The four-division format: I believe that under the old three-division format, all of our "surprise" Super Bowl teams would have made the playoffs anyway. That includes the 9-7 Giants of 2011. I don't feel like doing the tiebreakers to see if the 2008 Cardinals would have made it in or not. The big difference would be that these teams wouldn't get home games in the first round. Mike Harris is actually building a simulation that will try to test out the old three-division format to see if it makes any difference.
Randomness of turnovers: I remember reading somewhere the idea that there have been more upsets in the NFL playoffs lately because the best regular-season teams have been more dependent on turnovers, and turnovers are naturally more inconsistent than yardage. I don't think this is true. If someone else wants to take the time to check it, please do.
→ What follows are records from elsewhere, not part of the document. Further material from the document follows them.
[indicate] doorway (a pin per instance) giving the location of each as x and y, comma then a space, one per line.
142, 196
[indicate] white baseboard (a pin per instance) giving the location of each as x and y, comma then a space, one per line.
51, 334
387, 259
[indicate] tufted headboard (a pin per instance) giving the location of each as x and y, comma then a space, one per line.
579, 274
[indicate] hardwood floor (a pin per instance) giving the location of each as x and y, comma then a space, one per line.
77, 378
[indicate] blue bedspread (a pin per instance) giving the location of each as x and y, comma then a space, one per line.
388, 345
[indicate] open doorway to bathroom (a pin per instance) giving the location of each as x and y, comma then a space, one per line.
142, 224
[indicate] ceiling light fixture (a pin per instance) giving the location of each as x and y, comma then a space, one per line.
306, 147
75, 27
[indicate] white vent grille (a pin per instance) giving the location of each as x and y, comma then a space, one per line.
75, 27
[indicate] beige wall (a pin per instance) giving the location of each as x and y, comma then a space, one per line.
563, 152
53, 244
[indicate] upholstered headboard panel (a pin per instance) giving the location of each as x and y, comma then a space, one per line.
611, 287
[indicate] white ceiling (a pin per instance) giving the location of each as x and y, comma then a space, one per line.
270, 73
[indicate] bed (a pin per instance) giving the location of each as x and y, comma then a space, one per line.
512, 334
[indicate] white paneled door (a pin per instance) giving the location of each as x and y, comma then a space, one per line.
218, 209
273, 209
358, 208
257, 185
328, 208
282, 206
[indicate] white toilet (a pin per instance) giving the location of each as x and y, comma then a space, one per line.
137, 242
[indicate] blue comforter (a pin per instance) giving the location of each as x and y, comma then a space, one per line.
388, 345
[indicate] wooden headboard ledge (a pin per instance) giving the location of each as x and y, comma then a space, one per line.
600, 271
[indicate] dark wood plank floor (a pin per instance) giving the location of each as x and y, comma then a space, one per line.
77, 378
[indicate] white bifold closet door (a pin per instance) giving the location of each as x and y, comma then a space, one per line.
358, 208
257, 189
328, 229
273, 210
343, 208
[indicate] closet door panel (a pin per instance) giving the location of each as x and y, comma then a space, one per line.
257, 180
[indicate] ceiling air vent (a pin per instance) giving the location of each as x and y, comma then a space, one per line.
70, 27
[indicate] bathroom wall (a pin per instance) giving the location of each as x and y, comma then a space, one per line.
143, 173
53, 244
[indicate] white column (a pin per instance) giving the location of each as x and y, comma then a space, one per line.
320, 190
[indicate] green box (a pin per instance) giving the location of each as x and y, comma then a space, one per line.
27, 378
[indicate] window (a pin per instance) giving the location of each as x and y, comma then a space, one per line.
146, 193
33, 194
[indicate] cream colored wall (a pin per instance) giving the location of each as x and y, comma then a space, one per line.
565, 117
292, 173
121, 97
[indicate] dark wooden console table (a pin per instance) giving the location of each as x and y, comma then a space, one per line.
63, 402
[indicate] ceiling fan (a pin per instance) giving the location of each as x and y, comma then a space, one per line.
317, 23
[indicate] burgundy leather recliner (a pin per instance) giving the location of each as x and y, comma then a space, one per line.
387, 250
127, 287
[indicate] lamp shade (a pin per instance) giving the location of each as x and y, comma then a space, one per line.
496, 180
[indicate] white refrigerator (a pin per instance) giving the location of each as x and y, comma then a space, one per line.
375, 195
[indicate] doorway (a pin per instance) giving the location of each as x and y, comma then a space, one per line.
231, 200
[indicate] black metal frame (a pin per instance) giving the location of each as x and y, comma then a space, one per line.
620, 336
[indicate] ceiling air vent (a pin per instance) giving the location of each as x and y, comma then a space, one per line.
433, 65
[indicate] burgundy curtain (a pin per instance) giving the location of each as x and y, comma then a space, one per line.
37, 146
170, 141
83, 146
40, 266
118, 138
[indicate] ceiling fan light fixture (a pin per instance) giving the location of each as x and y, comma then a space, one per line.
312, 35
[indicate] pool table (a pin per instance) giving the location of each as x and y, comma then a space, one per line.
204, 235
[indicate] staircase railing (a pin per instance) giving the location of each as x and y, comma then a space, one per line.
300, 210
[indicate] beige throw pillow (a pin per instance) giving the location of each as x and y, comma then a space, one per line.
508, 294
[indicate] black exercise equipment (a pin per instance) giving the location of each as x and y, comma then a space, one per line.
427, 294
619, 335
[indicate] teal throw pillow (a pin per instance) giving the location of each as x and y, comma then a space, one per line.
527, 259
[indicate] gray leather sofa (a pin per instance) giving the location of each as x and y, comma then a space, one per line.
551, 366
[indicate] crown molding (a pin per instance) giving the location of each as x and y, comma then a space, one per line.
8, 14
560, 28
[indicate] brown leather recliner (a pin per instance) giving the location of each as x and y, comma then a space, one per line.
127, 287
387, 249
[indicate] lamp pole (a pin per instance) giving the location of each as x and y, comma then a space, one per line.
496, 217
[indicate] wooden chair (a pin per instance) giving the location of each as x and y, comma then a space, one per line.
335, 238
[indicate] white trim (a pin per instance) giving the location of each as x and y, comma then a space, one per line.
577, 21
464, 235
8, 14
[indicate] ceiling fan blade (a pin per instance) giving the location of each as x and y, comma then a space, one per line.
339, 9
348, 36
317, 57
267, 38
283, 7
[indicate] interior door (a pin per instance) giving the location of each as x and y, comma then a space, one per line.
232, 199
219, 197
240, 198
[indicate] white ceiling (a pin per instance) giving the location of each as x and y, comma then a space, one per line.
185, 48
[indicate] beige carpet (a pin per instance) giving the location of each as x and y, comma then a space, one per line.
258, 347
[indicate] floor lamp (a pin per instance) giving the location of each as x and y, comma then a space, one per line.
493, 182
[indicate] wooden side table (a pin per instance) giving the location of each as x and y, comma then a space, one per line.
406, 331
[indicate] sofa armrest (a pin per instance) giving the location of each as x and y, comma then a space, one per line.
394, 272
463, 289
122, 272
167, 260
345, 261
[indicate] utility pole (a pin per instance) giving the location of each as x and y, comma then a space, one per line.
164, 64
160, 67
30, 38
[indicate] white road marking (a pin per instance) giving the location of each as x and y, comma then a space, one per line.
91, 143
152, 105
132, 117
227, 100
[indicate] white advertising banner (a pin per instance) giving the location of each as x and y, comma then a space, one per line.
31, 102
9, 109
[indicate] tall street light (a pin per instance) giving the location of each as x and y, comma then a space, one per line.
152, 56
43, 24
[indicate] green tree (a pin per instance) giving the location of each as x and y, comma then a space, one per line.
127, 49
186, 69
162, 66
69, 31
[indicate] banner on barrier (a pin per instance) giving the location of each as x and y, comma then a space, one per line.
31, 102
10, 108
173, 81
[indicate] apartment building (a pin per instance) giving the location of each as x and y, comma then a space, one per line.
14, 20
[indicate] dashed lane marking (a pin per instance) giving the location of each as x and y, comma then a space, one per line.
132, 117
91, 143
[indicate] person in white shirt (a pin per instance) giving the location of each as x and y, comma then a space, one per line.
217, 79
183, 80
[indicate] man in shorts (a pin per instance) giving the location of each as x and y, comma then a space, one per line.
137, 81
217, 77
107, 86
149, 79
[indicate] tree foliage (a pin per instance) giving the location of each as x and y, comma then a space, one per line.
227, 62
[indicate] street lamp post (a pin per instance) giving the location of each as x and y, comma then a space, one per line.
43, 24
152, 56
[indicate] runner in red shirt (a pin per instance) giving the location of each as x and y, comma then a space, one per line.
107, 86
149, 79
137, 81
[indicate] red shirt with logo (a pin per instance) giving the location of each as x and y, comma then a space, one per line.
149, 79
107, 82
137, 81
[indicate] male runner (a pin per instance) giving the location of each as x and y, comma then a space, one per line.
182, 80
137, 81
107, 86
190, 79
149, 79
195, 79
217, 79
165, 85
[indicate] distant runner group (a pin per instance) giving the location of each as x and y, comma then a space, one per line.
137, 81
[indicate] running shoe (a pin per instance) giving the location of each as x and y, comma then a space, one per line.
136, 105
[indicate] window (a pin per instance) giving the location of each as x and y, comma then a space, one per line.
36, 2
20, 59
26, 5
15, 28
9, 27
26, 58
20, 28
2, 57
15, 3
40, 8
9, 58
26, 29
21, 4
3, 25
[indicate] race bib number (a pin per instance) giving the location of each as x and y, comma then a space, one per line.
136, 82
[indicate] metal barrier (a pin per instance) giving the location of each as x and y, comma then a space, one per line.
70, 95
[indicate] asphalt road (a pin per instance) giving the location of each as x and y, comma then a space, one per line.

I know that the Ravens were very low in offensive turnovers, and average in defensive turnovers, so they certainly weren't underrated because their regular-season turnover rate was likely to regress towards the mean.
Teams getting healthier for the playoffs: That's not a reason for a trend of surprise Super Bowl champions. That's a reason for each of these surprise Super Bowl champions individually. I don't think there's any link between the health of the 2012 Ravens, the health of the 2011 Giants, and the health of the 2006 Colts.
The salary cap leads to parity: That sounds reasonable, except for two problems. First, as noted above, parity has actually been decreasing. Second, if the salary cap changed things, why did things not change until the salary cap had already been around for more than ten years?
The salary cap makes health more important: That's even more reasonable. This also brings up the question of why things didn't change until the salary cap had already been around for more than ten years, but there's no doubt that before the salary cap, the best teams were able to do more to stock up on depth and thus were effected less by injuries both during the regular season and during the postseason. Anecdotally, it sure does seem like specific players getting healthy has had a bigger effect on the postseason than it did in the past. The same goes for specific players getting injured. Statistically, I have no idea if this is true or not.
It seems to be happening in all sports: Scott Kacsmar wrote about this a few months ago. This I have no answer for.
To sum things up: Right now, my best guess is that the current "surprise Super Bowl champions" trend is a myth. It's not unrealistic to think that in a ten-year period, a couple of Super Bowls will be won by teams that finished the regular season 10-6 or even 9-7. Four out of six years is a bit more improbable, but not outrageously so. That 1989-2000 streak where every single champion was either first or second in Pythagorean wins is probably just as much an improbable aberration as the past six Super Bowls are.
This certainly isn't going to stop Football Outsiders from trying to improve its various advanced stats. It's not going to stop us from trying to be more accurate in forecasting the postseason. And it won't stop us from looking for reasons why the "surprise Super Bowl" trend might exist, if it does exist. But I don't think we're actually going to find them, because they probably aren't there.